But what does it mean? CUDA-Z needs an update, for the Titan is too powerful. See snapshoots of a set of Titan triplets.
Note single and double precision measures. Then compare to the pic of the 690 twins - that's actually just one GTX 690 card. All four cards were in my old EVGA SR-2 system at the same time that performance was attempted to be measured. This is how they were arrayed from top to bottom in the PCI-e 2.0 slots of my SR-2 - Titan 0, Titan 1, Titan 2, and 690. That number we're getting (an error message for an out of range error see also post #564 here: ) is because the number to be read is too high for CUDA Z to read accurately and with overclocking, I'm getting the same thing for double precision also for Titans 0 and 2. Since all three Titans were clocked the same, as a group, in Precision X, we know that for double precision, on each of those two cards I'm getting higher than 2,109.1 Gflop/s or 2.1091 Tflop/s. Why do we know that?

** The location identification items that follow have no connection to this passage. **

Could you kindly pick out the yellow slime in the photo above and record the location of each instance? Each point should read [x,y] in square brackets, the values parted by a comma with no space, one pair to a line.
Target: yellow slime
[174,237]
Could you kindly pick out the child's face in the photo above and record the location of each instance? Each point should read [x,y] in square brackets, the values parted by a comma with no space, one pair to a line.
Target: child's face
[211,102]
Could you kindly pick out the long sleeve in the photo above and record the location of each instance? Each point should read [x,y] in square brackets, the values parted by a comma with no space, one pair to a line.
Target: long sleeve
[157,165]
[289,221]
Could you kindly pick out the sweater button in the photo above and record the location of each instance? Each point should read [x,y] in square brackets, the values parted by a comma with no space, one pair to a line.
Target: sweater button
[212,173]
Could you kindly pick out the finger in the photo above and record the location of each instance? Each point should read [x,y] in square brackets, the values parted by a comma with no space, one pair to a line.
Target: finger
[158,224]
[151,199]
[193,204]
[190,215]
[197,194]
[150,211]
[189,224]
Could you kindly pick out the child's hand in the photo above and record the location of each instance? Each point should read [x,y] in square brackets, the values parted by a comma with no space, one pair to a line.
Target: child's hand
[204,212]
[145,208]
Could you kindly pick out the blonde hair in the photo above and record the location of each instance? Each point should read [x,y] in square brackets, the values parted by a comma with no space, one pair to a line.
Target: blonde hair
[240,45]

CUDA-Z can, at least, read up to the performance level of that slow poke Titan 1 - 2.1091 Tflops. Since slow poke was the middle card towards the top, it reached thermal max sooner than the outer and lower cards. Thus, the other two Titan cards were blazing with my overclock which improved double precision floating point peak performance of slow poke by over 60% higher than that of a $3.5K+ Tesla K20X (1.31 Tflops). The point where the error surfaces is probably somewhere between 2.1091 Tflops and 1.02x higher than 2.1091 Tflops (1083 / 1059= 1.1841 - it's the approximate delta in 24/32 bit integer results in Giop/s using that as a proxy since I didn't have anything else to use as a performance measure.) I was running LuxMark when I took these snapshots. I know that the SR-2 is not the best home for GTX Titans and 690s, and that's why my performance is not at its max.
But I'll soon place them in a better home maybe this one - that has 4+ PCI-e 3.0 slots, at least 4 of which are X16 for 4 double-wide Titans - namely, Atlas, Prometheus, Epimetheus, and Menoetius. I also recognize that these were not actually the names of the Titans, but the names of the sons of Iapetus (who was a Titan).